2. The membrane of claim 1, wherein the permeable membrane is selected from the group consisting of a dialysis membrane, a geometric filter, a statistical hole filter, and a cellulose acetate membrane.

3. The membrane of claim 1, wherein each of the holes is sized from about 10 nm to about 400 nm in diameter.

4. The membrane of claim 1, wherein the supports are selected from the group consisting of sepharose, polyacrylamide and glass beads.

5. The membrane of claim 1, wherein the virus is a human immunodeficiency virus.

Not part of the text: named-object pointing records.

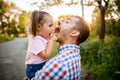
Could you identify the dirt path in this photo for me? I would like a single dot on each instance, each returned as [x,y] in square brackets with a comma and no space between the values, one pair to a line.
[12,56]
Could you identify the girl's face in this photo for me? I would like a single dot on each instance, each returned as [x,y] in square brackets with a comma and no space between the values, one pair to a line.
[47,28]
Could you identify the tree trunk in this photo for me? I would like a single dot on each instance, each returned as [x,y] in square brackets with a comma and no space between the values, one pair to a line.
[102,25]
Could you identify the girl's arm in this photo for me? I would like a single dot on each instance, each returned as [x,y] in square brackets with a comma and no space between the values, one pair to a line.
[47,52]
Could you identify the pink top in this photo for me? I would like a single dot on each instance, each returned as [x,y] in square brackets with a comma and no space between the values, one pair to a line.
[35,46]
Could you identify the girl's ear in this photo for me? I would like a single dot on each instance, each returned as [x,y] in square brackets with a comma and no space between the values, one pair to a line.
[75,33]
[39,27]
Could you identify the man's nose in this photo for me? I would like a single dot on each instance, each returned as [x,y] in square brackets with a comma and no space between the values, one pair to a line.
[60,22]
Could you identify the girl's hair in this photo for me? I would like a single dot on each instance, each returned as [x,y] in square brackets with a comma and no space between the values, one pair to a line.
[37,17]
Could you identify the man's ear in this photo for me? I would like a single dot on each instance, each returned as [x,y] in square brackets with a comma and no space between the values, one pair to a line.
[75,33]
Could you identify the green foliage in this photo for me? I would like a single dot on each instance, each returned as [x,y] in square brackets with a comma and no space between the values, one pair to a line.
[54,49]
[102,59]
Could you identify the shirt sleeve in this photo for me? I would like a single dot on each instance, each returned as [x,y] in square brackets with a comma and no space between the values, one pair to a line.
[37,46]
[51,70]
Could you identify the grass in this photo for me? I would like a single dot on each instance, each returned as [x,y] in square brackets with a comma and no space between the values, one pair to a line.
[55,48]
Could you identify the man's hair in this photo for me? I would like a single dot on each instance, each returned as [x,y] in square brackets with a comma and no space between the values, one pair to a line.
[83,28]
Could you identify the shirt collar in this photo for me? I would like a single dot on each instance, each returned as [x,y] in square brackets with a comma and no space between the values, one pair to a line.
[64,48]
[42,39]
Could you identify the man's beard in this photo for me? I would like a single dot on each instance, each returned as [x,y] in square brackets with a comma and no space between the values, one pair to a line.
[59,41]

6. The membrane of claim 1, wherein the substance is a CD4 molecule.

7. The membrane of claim 6, wherein the CD4 molecule is recombinantly made.

8. The membrane of claim 1, wherein the permeable membrane is selected from the group consisting of a geometric filter and a statistical hole filter.

9. The membrane of claim 8, wherein the statistical hole filter is made of cellulose acetate.

10. The membrane of claim 8, wherein the geometric filter is selected from the group consisting of methacrylate and polycarbonate.